ABSTRACT

This final chapter considers the legacy of 1870-1 for the evolution of the practice of citizenship in France. It begins by looking at the role of the elector in what had become de facto a decentralised administration of a centralist state. This reflects the powers of the citizen in a bartering political order, and expresses the deep impact of republican practices over the 1870-1 period while not denying that the political heritage of 1870 was not entirely claimed. In fact, it is the contention of this book that the practice of citizenship in times of war and civil war, and in a political vacuum, cannot be entirely consistent and narratively coherent with the periods that precede and follow. The debates on communal freedom and decentralisation had their corresponding counterweight in a desire for centralisation, but all had the elector-citizens at their heart, and this remained a feature of the French parliamentary system of the Third Republic. The second part of this chapter deals directly with the central argument of the second part of this book on the decline and brutalisation of French politics in the period leading to the Paris insurrection.
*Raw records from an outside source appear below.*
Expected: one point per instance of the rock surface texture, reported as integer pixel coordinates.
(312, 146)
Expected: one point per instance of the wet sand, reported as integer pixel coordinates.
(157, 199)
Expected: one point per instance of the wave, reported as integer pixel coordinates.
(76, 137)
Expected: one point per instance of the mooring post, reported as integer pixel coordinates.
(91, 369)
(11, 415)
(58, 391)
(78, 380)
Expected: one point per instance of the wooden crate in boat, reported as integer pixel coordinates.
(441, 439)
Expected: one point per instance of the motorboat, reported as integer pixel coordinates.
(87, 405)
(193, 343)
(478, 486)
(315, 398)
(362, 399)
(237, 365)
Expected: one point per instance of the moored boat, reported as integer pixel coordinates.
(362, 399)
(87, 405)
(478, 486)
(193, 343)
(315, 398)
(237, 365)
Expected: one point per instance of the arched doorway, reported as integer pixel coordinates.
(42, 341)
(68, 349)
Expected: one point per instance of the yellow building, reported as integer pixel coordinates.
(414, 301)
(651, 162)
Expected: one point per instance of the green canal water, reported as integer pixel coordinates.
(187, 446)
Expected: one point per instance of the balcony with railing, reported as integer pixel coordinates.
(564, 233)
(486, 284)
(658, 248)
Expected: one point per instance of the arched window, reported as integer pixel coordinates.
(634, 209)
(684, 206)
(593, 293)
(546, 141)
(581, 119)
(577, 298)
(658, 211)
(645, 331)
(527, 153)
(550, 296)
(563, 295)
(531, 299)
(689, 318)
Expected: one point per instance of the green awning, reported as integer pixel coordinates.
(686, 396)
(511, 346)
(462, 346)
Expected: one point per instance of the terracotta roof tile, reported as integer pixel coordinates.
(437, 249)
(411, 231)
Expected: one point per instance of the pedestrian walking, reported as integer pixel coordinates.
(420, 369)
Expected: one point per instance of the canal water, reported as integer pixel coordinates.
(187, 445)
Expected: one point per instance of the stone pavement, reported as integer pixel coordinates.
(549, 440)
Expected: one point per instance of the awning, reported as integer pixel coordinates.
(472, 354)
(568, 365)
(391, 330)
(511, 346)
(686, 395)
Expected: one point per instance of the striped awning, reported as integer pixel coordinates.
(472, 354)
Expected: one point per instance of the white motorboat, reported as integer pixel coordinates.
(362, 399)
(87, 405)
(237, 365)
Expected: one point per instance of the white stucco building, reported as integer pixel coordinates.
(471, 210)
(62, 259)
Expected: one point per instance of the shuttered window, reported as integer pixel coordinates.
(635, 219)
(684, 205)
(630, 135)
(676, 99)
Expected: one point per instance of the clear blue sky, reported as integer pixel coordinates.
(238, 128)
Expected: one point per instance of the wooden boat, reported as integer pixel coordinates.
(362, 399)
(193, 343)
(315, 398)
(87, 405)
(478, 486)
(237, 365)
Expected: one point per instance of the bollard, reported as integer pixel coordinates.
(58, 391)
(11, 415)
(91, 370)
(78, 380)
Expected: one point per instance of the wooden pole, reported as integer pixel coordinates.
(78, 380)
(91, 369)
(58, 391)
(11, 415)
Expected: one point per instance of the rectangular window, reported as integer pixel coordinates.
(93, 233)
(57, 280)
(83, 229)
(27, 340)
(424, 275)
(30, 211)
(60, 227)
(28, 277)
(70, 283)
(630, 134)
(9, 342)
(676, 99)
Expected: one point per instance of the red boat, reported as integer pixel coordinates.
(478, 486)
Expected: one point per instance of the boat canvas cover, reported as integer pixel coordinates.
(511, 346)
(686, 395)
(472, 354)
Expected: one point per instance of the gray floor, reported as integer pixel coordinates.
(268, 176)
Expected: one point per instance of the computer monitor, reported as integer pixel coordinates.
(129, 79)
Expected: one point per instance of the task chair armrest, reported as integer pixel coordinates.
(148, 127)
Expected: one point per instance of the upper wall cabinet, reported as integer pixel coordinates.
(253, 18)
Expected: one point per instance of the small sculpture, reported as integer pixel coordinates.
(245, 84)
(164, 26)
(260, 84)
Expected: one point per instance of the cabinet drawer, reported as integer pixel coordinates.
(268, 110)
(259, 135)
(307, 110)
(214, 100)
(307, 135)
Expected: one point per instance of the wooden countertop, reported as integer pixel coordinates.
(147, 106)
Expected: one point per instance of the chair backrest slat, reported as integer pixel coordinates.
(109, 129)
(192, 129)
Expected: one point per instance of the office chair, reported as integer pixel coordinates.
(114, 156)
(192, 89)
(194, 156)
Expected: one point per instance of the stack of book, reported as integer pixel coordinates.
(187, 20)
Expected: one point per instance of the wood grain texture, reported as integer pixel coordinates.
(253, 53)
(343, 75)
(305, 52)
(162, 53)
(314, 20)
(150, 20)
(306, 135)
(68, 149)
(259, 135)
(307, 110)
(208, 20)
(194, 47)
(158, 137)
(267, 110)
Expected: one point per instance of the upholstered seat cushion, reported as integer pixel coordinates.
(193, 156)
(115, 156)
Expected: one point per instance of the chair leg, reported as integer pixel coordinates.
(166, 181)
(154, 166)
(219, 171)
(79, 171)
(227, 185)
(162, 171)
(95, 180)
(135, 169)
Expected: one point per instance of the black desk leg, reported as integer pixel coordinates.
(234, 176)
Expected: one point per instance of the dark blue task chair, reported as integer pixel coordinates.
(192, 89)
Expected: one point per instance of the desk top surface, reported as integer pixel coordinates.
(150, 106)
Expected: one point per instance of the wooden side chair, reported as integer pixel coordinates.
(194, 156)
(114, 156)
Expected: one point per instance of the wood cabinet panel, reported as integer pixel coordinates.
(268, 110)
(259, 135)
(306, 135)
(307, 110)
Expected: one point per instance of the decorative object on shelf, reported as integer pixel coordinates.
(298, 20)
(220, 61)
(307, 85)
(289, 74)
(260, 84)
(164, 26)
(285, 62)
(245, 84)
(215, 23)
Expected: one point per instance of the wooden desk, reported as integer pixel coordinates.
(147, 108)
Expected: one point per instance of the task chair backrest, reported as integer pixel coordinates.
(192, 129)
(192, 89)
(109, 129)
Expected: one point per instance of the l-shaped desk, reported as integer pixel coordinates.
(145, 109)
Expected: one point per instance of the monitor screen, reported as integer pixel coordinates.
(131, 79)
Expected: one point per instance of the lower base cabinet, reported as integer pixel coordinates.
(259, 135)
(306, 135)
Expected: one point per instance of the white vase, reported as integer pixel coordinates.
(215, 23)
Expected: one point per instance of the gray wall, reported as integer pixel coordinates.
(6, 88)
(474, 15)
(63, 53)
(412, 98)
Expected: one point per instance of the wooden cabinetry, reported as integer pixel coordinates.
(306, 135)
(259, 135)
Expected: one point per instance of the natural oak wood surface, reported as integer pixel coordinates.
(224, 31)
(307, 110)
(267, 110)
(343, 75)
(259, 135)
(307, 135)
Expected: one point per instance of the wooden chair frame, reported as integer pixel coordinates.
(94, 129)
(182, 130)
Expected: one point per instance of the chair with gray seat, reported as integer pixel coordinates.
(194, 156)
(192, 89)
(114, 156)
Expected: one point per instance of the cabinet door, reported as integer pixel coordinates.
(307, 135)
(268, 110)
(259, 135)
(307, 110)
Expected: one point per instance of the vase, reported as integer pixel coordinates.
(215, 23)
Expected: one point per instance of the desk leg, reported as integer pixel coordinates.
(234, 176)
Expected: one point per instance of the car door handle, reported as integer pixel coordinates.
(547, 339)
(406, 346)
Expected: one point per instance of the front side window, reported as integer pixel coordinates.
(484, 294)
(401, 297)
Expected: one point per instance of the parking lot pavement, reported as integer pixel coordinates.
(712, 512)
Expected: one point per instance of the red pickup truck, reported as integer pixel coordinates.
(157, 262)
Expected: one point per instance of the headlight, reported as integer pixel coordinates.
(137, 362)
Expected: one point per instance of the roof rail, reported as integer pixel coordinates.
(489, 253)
Looking at the aftermath of the wars, it considers how 4 September republicans and Communards were reintegrated into the political fabric, even though their political enterprise had been a failure. This mending of the French political fabric was never complete or universally accepted, but it functioned well in rapidly historicising the events of 1870-1 and in converting them into a national founding myth which concluded with the necessity of the Third Republic. This political use of history did not bury all the issues raised in 1870-1, and much of the social compact established in 1871 came to haunt the conservative democracy.